Southern Californians are accustomed to bears in pools and hot tubs. (This reporter once watched a bobcat visit her pool.)

The state's black bear population has been on the rise in the last 25 years and is now at about 30,000.





Wondering where the numbers come from -- Rotten Tomatoes

A while back I was taking one of my random walks through Wikipedia and I came across the movie Postal. For some forgotten reason (possibly to see what the critics had to say about Dave Foley, J.K. Simmons or Zack Ward, all interesting actors), I clicked on the link for Rotten Tomatoes.

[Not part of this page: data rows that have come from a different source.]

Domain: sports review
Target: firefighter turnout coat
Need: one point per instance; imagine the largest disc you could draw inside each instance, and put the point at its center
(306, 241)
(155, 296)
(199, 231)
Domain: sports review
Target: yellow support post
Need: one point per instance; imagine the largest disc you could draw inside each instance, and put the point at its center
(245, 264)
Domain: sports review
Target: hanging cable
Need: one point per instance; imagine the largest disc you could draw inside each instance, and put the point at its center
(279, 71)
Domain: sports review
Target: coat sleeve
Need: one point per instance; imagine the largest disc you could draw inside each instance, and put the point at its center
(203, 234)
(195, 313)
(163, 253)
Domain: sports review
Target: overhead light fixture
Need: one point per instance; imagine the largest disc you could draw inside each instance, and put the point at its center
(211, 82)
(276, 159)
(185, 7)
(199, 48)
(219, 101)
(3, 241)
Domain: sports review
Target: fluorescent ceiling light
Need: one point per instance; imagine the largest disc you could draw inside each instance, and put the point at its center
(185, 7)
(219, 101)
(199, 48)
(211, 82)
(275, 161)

The movie had a perfect 0% among top critics, but I noticed Peter Hartlaub of the San Francisco Chronicle had a rather kind blurb.
If this movie had been made by an unknown young director, a lot of critics would still be panning the movie for its inconsistencies -- but many others would be praising his courage.
This got me curious so I took a look at the actual review:
Movie review: 'Postal' delivers funny madness
Peter Hartlaub, Chronicle Pop Culture Critic

So what to do with "Postal," which is not only less than horrible, but actually occasionally enjoyable? The much-delayed low-budget movie may be completely beyond the bounds of mainstream taste, but it's also funny, and criticizes our government's hypocrisy and political correctness in a way that's refreshingly pointed. If this movie had been made by an unknown young director, a lot of critics would still be panning the movie for its inconsistencies - but many others would be praising his courage.

...

It's an unfocused movie, with much lower production values than more generously budgeted Boll productions such as "BloodRayne." (For years, Boll movies had been augmented by healthy tax breaks provided by the German government, which no longer offers the perks.) Much of the humor is cliched, and Boll's seething anger at his real-life tormenters often gives his script a bitterness that is more awkward than funny.

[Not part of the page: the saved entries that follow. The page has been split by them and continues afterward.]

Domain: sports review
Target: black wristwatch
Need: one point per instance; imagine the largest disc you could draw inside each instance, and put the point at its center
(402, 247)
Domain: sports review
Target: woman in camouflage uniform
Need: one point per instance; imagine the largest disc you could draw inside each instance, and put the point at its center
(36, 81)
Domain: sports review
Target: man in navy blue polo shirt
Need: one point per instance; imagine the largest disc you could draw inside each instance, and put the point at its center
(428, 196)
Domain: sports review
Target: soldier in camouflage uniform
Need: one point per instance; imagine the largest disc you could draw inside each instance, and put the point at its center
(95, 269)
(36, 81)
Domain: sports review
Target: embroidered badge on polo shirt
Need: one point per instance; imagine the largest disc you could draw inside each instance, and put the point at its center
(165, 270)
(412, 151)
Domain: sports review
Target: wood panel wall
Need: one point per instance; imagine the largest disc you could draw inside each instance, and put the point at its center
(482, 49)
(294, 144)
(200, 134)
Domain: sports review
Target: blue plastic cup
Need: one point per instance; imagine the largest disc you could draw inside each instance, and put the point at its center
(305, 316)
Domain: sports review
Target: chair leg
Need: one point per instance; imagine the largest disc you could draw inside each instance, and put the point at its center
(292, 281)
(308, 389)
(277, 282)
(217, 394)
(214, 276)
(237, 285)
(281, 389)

But there's still a catharsis that comes from watching the madness unfold onscreen, making the film a potential future double-bill partner with "Team America World Police." Boll's greatest asset is the underrated [Zack] Ward, a longtime character actor who is best known for playing the red-haired bully Scut Farkus in "A Christmas Story," and tends to show up these days in small roles in big projects - including "The Transformers" and "Lost." Clearly grateful to be the leading man (and apparently unfazed by the more unsavory parts of the script), he throws himself into the role. Ward is likable and wry, but still looks right as an action hero when it comes time to start blowing stuff up.

And blow stuff up he does, but this time the low-budget look that Boll embraces seems to be on purpose.
It didn't sound like Hartlaub was going to list Postal in his top ten but overall the review sounded fairly positive. I also noticed this icon at the top of the review.

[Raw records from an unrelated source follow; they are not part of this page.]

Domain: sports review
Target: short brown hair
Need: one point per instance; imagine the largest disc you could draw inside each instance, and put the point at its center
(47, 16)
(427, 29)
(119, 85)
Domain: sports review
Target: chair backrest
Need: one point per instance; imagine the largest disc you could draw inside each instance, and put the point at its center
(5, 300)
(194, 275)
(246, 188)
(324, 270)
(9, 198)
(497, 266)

This figure indicates a "Good" rating. How does that translate to "Rotten"? Apparently it's because the Chronicle scores on a scale of zero to four with two being 'good.' I assume that Rotten Tomatoes is used to dealing with either one to four or one to five scales, both of which would designate two as below average. I don't have an opinion on Postal or on the director Uwe Boll having never seen any of his movies, but this does seem a bit unfair, both to this movie and to others the Chronicle  rated "Good."

What is interesting is the fact that this is pretty clearly a glitch and it's a glitch in the easy part of review aggregation. Rotten Tomatoes also attempts to assign binary ratings to reviews without specified ranking (Pauline Kael called John Huston's The Bible "A sprawling, flawed epic, but with some breathtaking conceptions and moments of beauty." -- is that a thumbs up or a thumbs down?). Metacritic takes things to the next level with a hundred point scale.

This brings up one of my problems with data-driven journalism. Reporters and bloggers are constantly barraging us with graphs and analyses and of course, narratives looking at things like Rotten Tomatoes rankings. All to often, though, their process starts with the data as given. They spend remarkably little time asking where the data came from or whether it's worth bothering with.